Concerns Raised by CryptoQuant CEO on South Korea’s Approval of Bitcoin ETFs
CryptoQuant CEO Ki Young Ju has expressed doubts about South Korea’s preparedness to approve spot Bitcoin exchange-traded funds (ETFs). In a recent post on X (formerly Twitter), Ju drew parallels between the regulatory environment in South Korea and the cautious approach taken by US Securities and Exchange Commission (SEC) Chair Gary Gensler, hinting that this could potentially delay the approval of ETFs.
Regulatory Climate in South Korea
- South Korea’s Financial Services Commission (FSC) has been rejecting ETFs linked to digital assets, indicating a more restrictive approach.
- This stance has raised concerns about the future of the regulatory framework in the absence of significant leadership changes.
Comments by Ki Young Ju
“I’m very skeptical it will move forward until the regime changes and the head of the Korean SEC is replaced. We’re in a Gary Gensler situation.”
Comparison to Gary Gensler’s Approach
Gensler, known for his strict oversight of digital assets, has faced criticism for his regulatory stance. Despite initial resistance, the SEC eventually approved spot Bitcoin ETFs in January 2024 under Gensler’s leadership. He is expected to step down as SEC Chair in January 2025.

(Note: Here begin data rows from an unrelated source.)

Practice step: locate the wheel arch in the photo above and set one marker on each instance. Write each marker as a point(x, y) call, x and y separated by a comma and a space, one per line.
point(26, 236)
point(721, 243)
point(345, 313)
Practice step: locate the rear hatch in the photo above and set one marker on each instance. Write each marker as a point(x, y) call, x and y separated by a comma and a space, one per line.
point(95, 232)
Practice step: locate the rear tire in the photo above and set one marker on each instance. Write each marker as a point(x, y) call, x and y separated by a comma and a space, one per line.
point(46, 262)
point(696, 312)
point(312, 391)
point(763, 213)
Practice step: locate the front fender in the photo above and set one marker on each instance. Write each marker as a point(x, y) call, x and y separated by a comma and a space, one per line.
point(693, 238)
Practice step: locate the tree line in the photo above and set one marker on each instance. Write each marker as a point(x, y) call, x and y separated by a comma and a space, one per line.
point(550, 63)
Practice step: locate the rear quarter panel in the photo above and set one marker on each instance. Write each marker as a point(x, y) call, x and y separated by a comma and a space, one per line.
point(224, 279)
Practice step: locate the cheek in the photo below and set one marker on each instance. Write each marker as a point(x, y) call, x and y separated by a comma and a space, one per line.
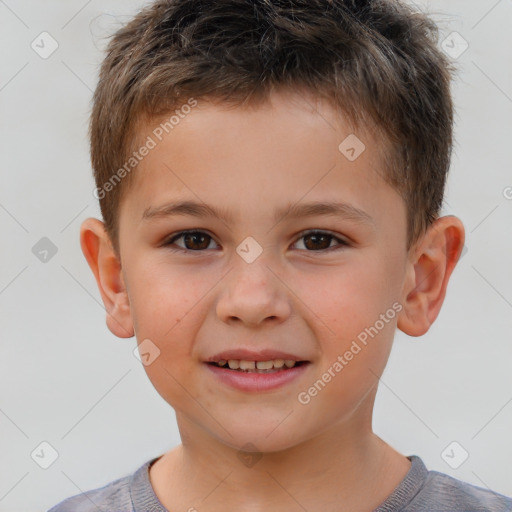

Criticism of South Korea’s Bitcoin Approach
- CryptoQuant CEO highlighted South Korea’s unfriendly stance towards Bitcoin, suggesting that it poses legal challenges for industry figures like Michael Saylor.
- The lack of understanding among South Korea’s leaders, including the president, the FSC, and the Korean IRS, complicates the regulatory landscape for cryptocurrencies.
Despite the government’s cautious approach, South Korean citizens remain active participants in the crypto market, with local exchanges like Upbit experiencing high trading volumes, showcasing a strong interest in digital assets.
The comparison made by CryptoQuant CEO between South Korea’s Bitcoin stance and the ‘Gary Gensler situation’ underscores the challenges faced in gaining approval for Bitcoin ETFs in the country.